There were interesting relationships among cultivars and wild form in the dendrogram related to apricot. The low chilling request table apricot cultivars, Sakit and Aprikoz, were found to be closer to each other than the other cultivars and wild form. The dried apricot cvs. Cataloglu, Hacihaliloglu, and Kabaasi were also found very close to each other. The white-flesh local apricot cultivar Ordubat had low fruit quality called wild form was to be close to wild apricot, Zerdalino1 (Fig. 1).

As regarding plumcot, two genotypes (cv. Inceaz erigi and cv. Kayisi erigi) formed a separate group within the section Prunophora. In other words, the plumcot genotypes occupied the basal sister position to plum species within Prunophora. Previously, members of plum × apricot, based on their morphological characteristics, are considered to be closer to plums than to apricots in terms of leaf, seed, external color, flesh, and taste characteristics (Guleryuz and Ercisli, 1995). This suggests that the crosses could be resulting of open pollination of apricot with plum than backcrosses with plum of these hybrids. Mehlenbacher et al. (1990) reported that the cross is generally more successful when plum is used as the female parent and are useful sources of genes for late bloom. This could be explained by possible repeated backcrossing plum–apricot hybrids with plums. However, Liu et al. (2007) reported that hybrids of plum and apricot were more similar to apricot than the plum. The difference between the two studies could be explained by the used multiple male parents, which made their genetic background rather complex.

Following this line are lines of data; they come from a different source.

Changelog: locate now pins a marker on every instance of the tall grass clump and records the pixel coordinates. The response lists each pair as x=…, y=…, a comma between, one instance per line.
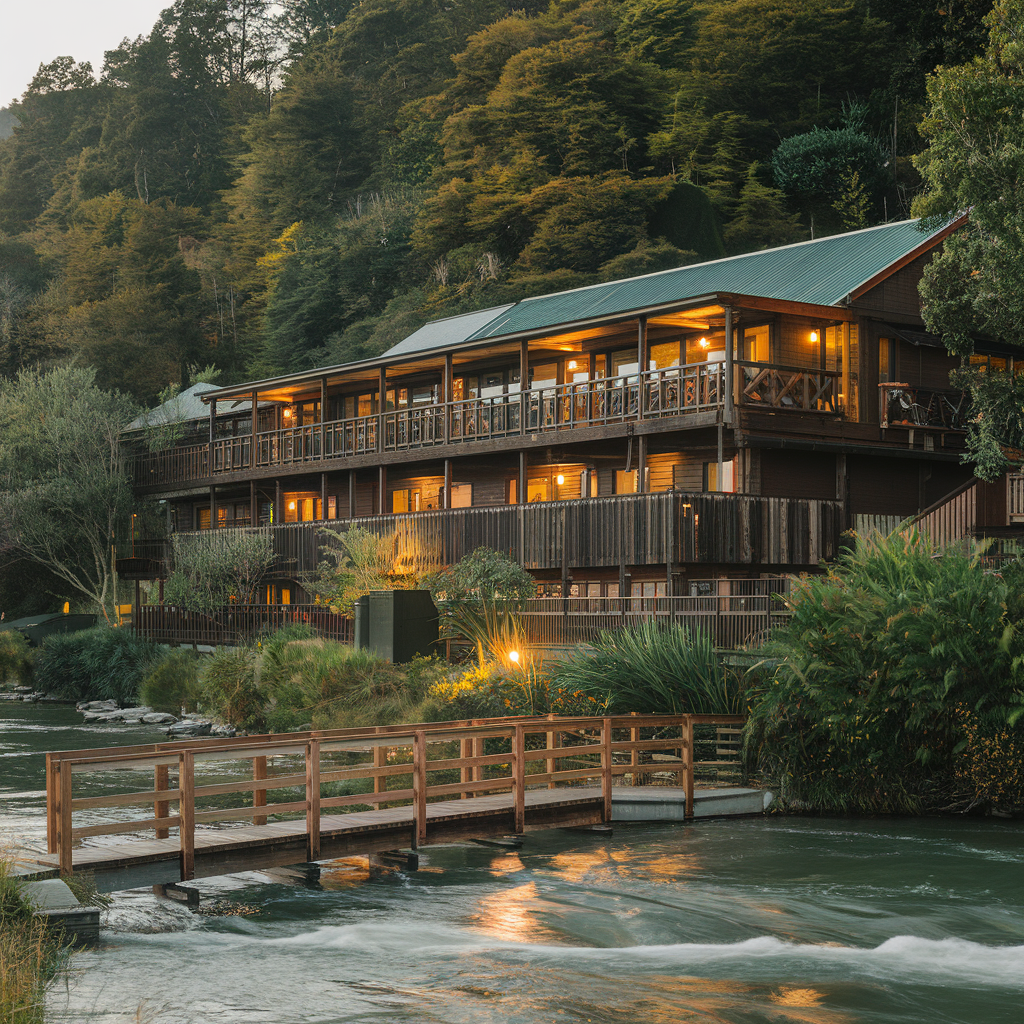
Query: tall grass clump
x=15, y=658
x=891, y=667
x=101, y=664
x=652, y=669
x=29, y=955
x=173, y=684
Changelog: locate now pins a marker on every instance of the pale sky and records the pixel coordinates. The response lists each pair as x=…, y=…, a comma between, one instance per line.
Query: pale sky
x=34, y=32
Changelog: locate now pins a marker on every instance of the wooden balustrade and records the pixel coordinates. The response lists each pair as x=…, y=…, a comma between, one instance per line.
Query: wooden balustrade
x=426, y=762
x=671, y=391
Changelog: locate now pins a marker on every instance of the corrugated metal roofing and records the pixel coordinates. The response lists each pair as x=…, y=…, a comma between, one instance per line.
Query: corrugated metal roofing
x=451, y=331
x=822, y=271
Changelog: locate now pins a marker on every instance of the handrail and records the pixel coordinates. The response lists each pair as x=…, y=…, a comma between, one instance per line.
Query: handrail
x=586, y=745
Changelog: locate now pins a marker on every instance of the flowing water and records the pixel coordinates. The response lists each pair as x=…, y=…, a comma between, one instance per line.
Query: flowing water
x=743, y=921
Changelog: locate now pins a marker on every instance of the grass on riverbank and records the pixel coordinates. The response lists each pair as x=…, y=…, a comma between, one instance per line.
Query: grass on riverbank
x=30, y=956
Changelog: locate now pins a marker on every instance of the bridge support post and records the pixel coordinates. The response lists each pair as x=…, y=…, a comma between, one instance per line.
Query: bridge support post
x=186, y=811
x=419, y=788
x=312, y=800
x=606, y=767
x=519, y=779
x=259, y=796
x=687, y=753
x=161, y=808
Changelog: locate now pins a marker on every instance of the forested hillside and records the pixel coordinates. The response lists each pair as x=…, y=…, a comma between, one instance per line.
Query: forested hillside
x=264, y=187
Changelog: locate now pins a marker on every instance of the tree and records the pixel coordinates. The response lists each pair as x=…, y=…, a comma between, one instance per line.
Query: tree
x=66, y=496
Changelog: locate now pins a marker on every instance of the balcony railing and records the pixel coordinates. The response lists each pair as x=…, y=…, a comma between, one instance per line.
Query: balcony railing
x=902, y=406
x=674, y=391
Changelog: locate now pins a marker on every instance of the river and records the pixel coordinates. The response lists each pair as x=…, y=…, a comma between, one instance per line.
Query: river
x=741, y=921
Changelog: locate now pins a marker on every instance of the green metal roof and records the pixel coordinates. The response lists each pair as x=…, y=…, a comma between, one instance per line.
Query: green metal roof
x=822, y=271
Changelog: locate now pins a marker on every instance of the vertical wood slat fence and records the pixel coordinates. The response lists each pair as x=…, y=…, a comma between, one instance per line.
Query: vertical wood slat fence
x=429, y=762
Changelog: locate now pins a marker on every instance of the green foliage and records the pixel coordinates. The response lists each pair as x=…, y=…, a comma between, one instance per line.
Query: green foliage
x=15, y=657
x=173, y=685
x=215, y=568
x=654, y=670
x=861, y=701
x=103, y=664
x=358, y=561
x=229, y=688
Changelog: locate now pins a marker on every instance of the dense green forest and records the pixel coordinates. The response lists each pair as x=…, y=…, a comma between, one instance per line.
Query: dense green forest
x=264, y=187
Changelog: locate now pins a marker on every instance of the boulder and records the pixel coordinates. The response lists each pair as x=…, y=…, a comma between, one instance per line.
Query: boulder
x=158, y=718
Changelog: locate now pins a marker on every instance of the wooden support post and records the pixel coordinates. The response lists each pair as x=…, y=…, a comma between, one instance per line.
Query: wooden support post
x=519, y=779
x=186, y=811
x=606, y=767
x=64, y=823
x=465, y=773
x=729, y=370
x=381, y=408
x=551, y=742
x=161, y=808
x=259, y=796
x=448, y=389
x=687, y=753
x=312, y=800
x=419, y=788
x=52, y=799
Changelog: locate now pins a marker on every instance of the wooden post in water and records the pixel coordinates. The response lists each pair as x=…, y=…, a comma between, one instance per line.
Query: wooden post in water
x=606, y=767
x=687, y=753
x=64, y=825
x=186, y=810
x=259, y=795
x=420, y=787
x=519, y=779
x=312, y=800
x=161, y=808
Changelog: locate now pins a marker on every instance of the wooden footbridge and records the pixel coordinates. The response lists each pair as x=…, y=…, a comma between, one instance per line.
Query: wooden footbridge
x=357, y=791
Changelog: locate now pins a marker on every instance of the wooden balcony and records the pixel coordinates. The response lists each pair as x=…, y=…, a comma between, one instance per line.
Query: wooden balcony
x=655, y=529
x=694, y=392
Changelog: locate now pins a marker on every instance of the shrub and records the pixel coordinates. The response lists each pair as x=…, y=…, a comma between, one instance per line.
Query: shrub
x=15, y=657
x=865, y=696
x=229, y=688
x=173, y=685
x=101, y=664
x=654, y=670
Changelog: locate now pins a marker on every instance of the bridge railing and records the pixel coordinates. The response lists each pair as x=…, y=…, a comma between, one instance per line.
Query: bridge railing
x=402, y=765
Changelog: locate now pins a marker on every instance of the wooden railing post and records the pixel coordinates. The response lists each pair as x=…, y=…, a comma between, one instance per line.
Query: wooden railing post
x=419, y=788
x=64, y=824
x=312, y=800
x=186, y=811
x=606, y=767
x=259, y=796
x=161, y=808
x=52, y=781
x=519, y=779
x=687, y=753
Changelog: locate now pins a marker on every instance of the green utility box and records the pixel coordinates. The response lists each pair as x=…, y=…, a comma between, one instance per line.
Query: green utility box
x=397, y=625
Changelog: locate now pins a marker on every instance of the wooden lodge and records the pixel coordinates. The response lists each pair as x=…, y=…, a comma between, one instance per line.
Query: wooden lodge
x=725, y=421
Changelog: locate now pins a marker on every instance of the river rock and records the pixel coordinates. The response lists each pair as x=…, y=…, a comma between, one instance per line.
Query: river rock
x=189, y=728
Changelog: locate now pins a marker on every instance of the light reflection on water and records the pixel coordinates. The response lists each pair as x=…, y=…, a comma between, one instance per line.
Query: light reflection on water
x=823, y=921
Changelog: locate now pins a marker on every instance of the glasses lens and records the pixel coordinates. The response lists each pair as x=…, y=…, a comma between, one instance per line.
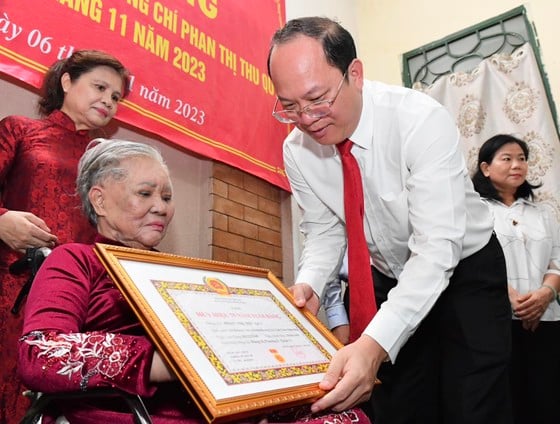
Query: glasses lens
x=285, y=116
x=318, y=110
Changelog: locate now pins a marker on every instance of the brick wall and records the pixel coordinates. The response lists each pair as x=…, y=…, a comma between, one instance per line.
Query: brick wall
x=246, y=219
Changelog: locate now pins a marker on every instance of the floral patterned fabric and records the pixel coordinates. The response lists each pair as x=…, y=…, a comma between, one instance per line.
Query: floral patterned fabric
x=80, y=333
x=505, y=94
x=38, y=165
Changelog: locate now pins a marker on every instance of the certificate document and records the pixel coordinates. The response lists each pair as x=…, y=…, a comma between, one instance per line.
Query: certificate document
x=231, y=334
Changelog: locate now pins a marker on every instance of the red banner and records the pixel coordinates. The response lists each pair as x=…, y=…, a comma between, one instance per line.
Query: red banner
x=199, y=67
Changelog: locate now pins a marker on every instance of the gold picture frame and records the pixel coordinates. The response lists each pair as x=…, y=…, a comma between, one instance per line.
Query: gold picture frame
x=231, y=333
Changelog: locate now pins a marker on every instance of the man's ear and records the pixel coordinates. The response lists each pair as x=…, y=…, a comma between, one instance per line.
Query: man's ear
x=356, y=73
x=484, y=168
x=97, y=200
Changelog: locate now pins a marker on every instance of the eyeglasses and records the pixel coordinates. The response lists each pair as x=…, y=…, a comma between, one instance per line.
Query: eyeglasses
x=314, y=110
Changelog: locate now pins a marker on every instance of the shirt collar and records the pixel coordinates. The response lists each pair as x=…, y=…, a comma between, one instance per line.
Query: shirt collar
x=362, y=135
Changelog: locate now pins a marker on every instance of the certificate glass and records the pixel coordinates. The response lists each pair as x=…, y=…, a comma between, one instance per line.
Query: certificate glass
x=231, y=333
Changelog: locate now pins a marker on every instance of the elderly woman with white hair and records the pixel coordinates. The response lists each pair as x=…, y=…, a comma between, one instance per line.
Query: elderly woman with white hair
x=79, y=332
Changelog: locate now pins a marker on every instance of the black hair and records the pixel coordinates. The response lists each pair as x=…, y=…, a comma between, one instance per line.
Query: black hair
x=483, y=185
x=79, y=63
x=337, y=42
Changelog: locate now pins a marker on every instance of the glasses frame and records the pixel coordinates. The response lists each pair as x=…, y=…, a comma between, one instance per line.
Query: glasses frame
x=306, y=109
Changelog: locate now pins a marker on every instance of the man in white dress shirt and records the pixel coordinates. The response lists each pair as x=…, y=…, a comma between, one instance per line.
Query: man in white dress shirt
x=440, y=340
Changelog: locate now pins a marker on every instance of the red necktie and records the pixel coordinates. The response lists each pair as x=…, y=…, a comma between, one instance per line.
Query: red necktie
x=360, y=280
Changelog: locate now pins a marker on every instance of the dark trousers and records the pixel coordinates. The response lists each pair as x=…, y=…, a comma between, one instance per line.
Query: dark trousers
x=454, y=368
x=535, y=373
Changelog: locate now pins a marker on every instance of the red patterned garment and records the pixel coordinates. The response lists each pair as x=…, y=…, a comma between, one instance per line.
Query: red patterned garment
x=38, y=165
x=80, y=333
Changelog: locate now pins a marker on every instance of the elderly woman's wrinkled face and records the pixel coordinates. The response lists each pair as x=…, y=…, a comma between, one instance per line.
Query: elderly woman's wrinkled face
x=136, y=209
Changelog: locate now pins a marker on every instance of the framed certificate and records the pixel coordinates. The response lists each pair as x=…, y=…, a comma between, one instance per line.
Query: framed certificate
x=231, y=333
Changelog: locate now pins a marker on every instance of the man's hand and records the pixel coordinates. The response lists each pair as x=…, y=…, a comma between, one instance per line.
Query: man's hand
x=21, y=230
x=304, y=295
x=351, y=375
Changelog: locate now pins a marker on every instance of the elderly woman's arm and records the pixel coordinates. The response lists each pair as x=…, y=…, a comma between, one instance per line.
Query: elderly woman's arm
x=78, y=330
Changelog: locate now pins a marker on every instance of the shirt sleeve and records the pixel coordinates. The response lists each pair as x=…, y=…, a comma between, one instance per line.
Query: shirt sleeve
x=55, y=354
x=333, y=305
x=324, y=233
x=432, y=207
x=554, y=231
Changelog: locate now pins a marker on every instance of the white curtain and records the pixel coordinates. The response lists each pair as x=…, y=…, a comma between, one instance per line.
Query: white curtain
x=505, y=95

The pattern of differentiation among the genotypes within Prunus suggests four gene pools corresponding to the subgenera Prunus and Cerasus and also sections Prunophora and Armeniaca in Prunus subgenus, within which gene flow can potentially occur as interspecific hybrids within the same ploidy level are viable with the same levels of fertility.

Genetic similarities between genotypes were estimated using the Jaccard coefficient, and the similarity coefficient matrix was established in Table 3. The average Jaccard coefficients within and between sections and subgenera indicated that similarities within sections were higher than those between subgenera. The genetic variability was lower within Armeniaca genotypes than within Prunophora. The mean genetic similarity coefficient was 0.47, indicating that genetic diversity among Prunus genotypes is high. The similarity values varied from 0.27 (Aprikoz-Zerdalino1) to 0.93 (Kabaasi-Dagerigi) (Table 3). The cophenetic correlation coefficient by Mantel test indicated a high correlation, r = 0.96, between the similarity matrix and the UPGMA dendrogram. The cophenetic correlation coefficient is considered to be a very good representation of the data matrix in the dendrogram if it is 0.90 or greater (Romesburg, 1990)

Table 3.

Jaccard's similarity coefficients of 16 genotypes from Prunus genus sampled from Turkey based on 196 intersimple sequence repeat fragments.

Table 3.

Associations among subgenera and sections were also revealed by PCoA (Fig. 2). In the three-dimensional PCoA plot, in general, similar groupings with the UPGMA dendrogram and additional information were also revealed (e.g., the plumcots were placed between apricots and plums that reflect their phylogenenetic relationships). The first three principal axes accounted for 30%, 11%, and 10% of the total variation, respectively, indicating the complex multidimensional nature of ISSR variation. The three-dimensional projection of genotypes along the first three principal axes revealed the overall genetic relationships among the subgenera and sections (Fig. 2). The two subgenera, Prunus and Cerasus, produced tight clusters and exhibited considerable divergence. The sections of Armeniaca and Prunophora and plum × apricot crosses also exhibited considerable divergence. Surprisingly, the first principal axis, which accounted for most variation (30%), contributed the least to the separation of Prunophora. The factor loadings along the second axis (11%) contributed to the separation Armeniaca from the remaining section. The third axis accounting for only 10% of the total variation was heavily loaded to discriminate the subgenera and sections Cerasus, Prunus, Prunophora, and Armeniaca. Cerasus and Prunus appeared to be the most divergent among the subgenera within the genus. According to Watkins (1976), members of the subgenus Cerasus were considered to be ancient and were the first to diverge from the ancestral Prunus. The two multivariate approaches, UPGMA and PCoA, used in the analysis of genetic relationships within and among the sections and subgenera of Prunus produced generally comparable results.

Fig. 2.
Fig. 2.

Three-dimensional projection of intersimple sequence repeat variation calculated by principal coordinate analysis for 16 genotypes from Prunus genus.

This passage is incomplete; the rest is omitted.